Aug 22/17
Dear Mother
No mail in yet and I hear it won’t be in for some days as it has only just reached Bombay. There is I’m afraid no news to tell you. Since I last wrote it has been frightfully hot, still muggy days & 115° in our tents, most awfully trying. Still the nights are fairly cool & the v. early mornings when we go on parade, but the rest of the day after about 7.30 is rotten.
However we are all keeping fit, though feeling very limp & slack of course, it’s absolutely impossible to feel otherwise. We just sit & drip & lose weight all day till the evening & long for the sun to go down. But I expect there are people a good deal worse off than us, right up at the front, in small tents & not so many comforts easily obtainable such as ice, which we have.
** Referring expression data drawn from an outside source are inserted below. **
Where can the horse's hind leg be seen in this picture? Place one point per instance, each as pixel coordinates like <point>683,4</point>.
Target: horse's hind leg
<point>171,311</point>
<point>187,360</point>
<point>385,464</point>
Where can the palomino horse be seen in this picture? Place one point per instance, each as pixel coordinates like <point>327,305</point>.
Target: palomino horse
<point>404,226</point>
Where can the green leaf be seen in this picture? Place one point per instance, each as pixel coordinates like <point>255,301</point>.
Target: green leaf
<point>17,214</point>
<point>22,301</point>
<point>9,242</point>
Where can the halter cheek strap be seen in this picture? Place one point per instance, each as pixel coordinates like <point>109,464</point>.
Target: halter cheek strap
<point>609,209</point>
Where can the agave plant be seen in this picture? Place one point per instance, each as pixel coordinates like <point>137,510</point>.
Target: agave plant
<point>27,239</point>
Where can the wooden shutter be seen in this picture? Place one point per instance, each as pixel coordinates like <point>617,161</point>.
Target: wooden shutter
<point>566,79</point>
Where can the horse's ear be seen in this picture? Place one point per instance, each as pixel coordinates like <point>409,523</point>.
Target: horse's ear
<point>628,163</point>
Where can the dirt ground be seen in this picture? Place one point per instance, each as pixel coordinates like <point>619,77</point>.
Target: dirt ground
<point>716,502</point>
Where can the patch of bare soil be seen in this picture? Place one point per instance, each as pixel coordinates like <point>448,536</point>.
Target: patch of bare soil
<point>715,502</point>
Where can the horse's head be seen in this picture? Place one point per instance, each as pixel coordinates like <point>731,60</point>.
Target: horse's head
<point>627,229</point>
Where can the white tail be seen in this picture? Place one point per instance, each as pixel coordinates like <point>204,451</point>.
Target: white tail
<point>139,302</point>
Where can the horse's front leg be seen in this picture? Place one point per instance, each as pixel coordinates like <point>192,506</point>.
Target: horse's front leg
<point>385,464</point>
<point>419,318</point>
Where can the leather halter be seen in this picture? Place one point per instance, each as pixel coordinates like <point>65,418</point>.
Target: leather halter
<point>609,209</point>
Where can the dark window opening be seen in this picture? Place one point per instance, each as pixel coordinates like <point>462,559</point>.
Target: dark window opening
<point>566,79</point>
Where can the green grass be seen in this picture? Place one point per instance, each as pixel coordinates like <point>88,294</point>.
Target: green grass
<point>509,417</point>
We are in big tents, the same kind as we were in in Delhi last cold weather; all troops have them out here now & they are really essent if you want troops to keep fit. We have a little thermometer in ours so’s we can keep a daily record of the temperatures; & just now we put it in a little light tent which we were living in when we were at Basra & which we now use as a sort of bathroom attached to our big tent, & in there it registered 125°! So we can thank our stars we have big tents to live in & not the small ones, which are really no protection whatever. The light tents are for use when “active operations” are in progress & you can’t cart the big ones about, but by that time the weather will be much more reasonable.
We are sort of on the end of a wire about our move up river, & we may more or less get orders to go any day now. Personally I don’t want to move in this heat. It means a big business, unpitching & packing all the tents, loading them all up on barges & all our heavy kit & stores & rations as well. You see all this would have to be done by hand, as we have no cranes or appliances of that sort of course. However if it’s got to be done it’s got to be done & we’ll do it of course, so that’s that.
I have had long letters from Col D.B. There seems little or no likelihood of his returning. He is not fit yet & I fancy his medical board will give him an extension. Then his time in command is up in November, so it’s hardly likely they’d send him out to finish it off. I rather fancy he hopes to get a job in India, so I gather from his letters.
As regards my prospects, this means – silly as it sounds! – that I shall keep the command till some one else gets it. I mean Henderson, our 2nd in command & on sick leave at home, may come out & take it on, or some senior fellow in the 39th or any other rgt – they are not particular nowadays – may be put in. Impossible to say; but don’t count on my keeping it; I may do so, & I may not; I’ve got it by a piece of luck, & it will be luckier still to keep it. How I should love to command it in some fighting, & to see the results of one’s efforts this hot weather. For indeed we have been working hard to get the regiment as efficient as possible & in good fighting trim & I should be grievously disappointed if they failed in any way. But I know they won’t, I’m confident they will do their very very best.
Such sad news from Lansdowne, Mrs Bobby Reed died the other day, having given birth to triplets, all girls, & all doing well I believe. They arrived 7 weeks before they were due it seems, so her death I suppose is not surprising. Poor Bobby, he’s awfully cut up of course, & the regiment has lost one of the best & brightest women members. She was one of the best, & as you know a great friend of mine & her loss will be felt by us all. Personally I can hardly realise it: one gets used somehow to hearing of the death of one’s men friends nowadays; but it does’nt seem right that people like Mrs Bobby Reed should die.
I must struggle to write to some more people, but I don’t feel in the least energetic. Excuse this rotten letter, but I’m sure you will understand. Heat, no news, & no letter of yours to answer, 3 very just causes for a short note, are’nt they…
Best love to all
yr loving son Ted
Edith Giles, wife of Capt Henry Robert Baynes Reed CIE DSO MC
http://www.thekingscandlesticks.com/webs/pedigrees/482.html
Only one of the triplets, Jocelyn, survived and lived to 78.